Hiroaki Yutani

Posted on Jan 24

How it feels to write a GPKG library in 2026 (in Rust!)

#geospatial #rust

There are a lot of existing libraries to deal with GeoPackage (GPKG). GDAL is the undisputed champion of the geospatial world. If your target is web browsers, there is GeoPackage JS. Rust? We have gpkg-rs! But, unfortunately, sometimes you still have to write your own one for various reasons.

In my case, the main reason was WebAssembly support. I'm building a browser-side converter for Japanese geospatial data, which converts Shapefiles to GeoParquet and GeoJSON. To add GPKG to that list, I needed some Rust crate for this, but, gpkg-rs doesn't support Wasm.

repository: https://github.com/yutannihilation/ksj2gp

To be fair, it's not gpkg-rs's fault.
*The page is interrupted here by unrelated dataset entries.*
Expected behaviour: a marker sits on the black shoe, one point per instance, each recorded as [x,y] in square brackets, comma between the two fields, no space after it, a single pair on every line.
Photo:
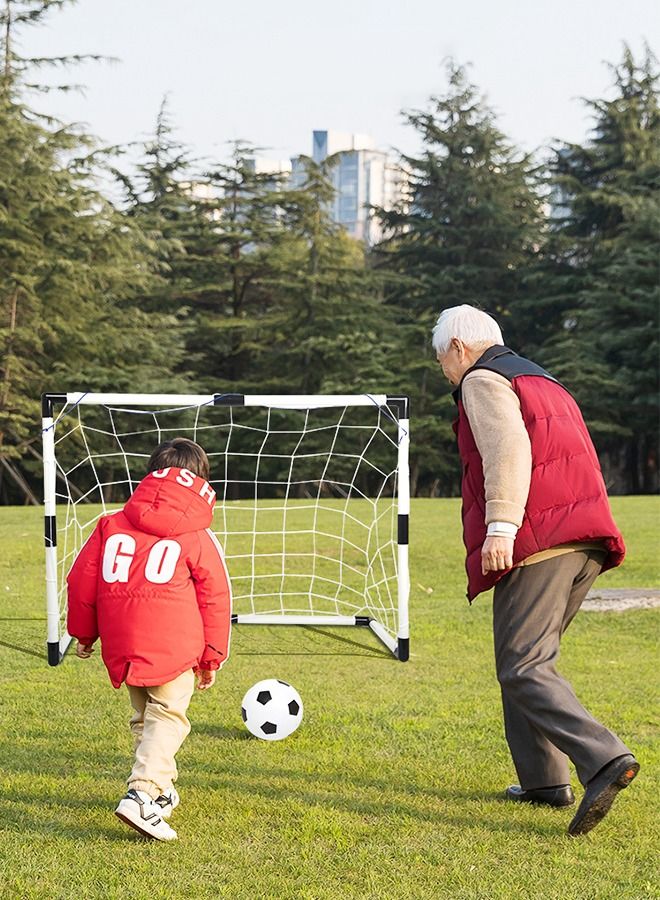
[601,792]
[558,795]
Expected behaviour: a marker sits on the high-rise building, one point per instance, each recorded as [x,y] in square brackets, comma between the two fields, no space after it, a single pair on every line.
[363,177]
Only last year did rusqlite, the underlying crate for handling SQLite, gain Wasm support, while gpkg-rs was implemented several years ago.

If I only wanted Wasm support, the easiest route would have been to fork gpkg-rs and update its rusqlite dependency. However, I had two additional ambitions that convinced me to build a new crate from the ground up: rusqlite-gpkg.

Support 3D geometries by using geo-traits instead of geo-types
Write spatial index

You can check out the repository here:

yutannihilation / rusqlite-gpkg

GeoPackage reader/writer built on top of rusqlite.

rusqlite-gpkg

GeoPackage reader/writer built on top of rusqlite.

Overview

rusqlite-gpkg provides a small API around the main GeoPackage concepts:

Gpkg represents the whole data of GeoPackage data.
GpkgLayer represents a single layer in the data.
GpkgFeature represents a single feature in the layer.
Value represents a single property value related to the feature.

Apache Arrow support is available behind the arrow feature flag You can find some example codes in the bottom of this README.

The library focuses on simple, explicit flows. You control how layers are created and which property columns are present.

Browser usage (to_bytes / from_bytes)

Web environments often cannot access files directly (OPFS can be used by rusqlite, but this crate does not currently expose a way to enable it). In those cases, the recommended workflow is to serialize a GeoPackage to bytes.

use rusqlite_gpkg::Gpkg;
let gpkg = Gpkg::open_in_memory

…

View on GitHub

Enough with the backstory. Let’s get into the heart of the matter: What does it actually feel like to write a GeoPackage library in 2026?

(Disclaimer: this post discusses GPKG as a vector data format. I have not yet explored how it works as a raster data format.)

The Age of LLMs

No "writing a library in 2026" post can skip mentioning AI. I actually used Codex a lot, especially for adding tests and documentation. If I were an LLM expert, I would have inserted lengthy advice here. But, it is fortunate that I'm so poor at LLM that we can skip this boring part and save some time. :)

GPKG Is SQLite

Did you know GPKG is built on top of SQLite? More specifically, did you know a .gpkg file is just a plain SQLite database? There is no magic. If you read the specification, you can find GPKG is designed to be "portable" in the sense that it only requires SQLite to read the data.

Unlike other geospatial formats like GeoParquet, GPKS's specification doesn't define a binary file format (except for the geometry column). Instead, it defines SQLs to define the tables and triggers.

There are pros and cons.On the positive side, we don't need to implement a parser for the binary! We can just rely on some existing SQLite client/library. If you have implemented a parser for some binary format, you should realize how much this makes the code easier.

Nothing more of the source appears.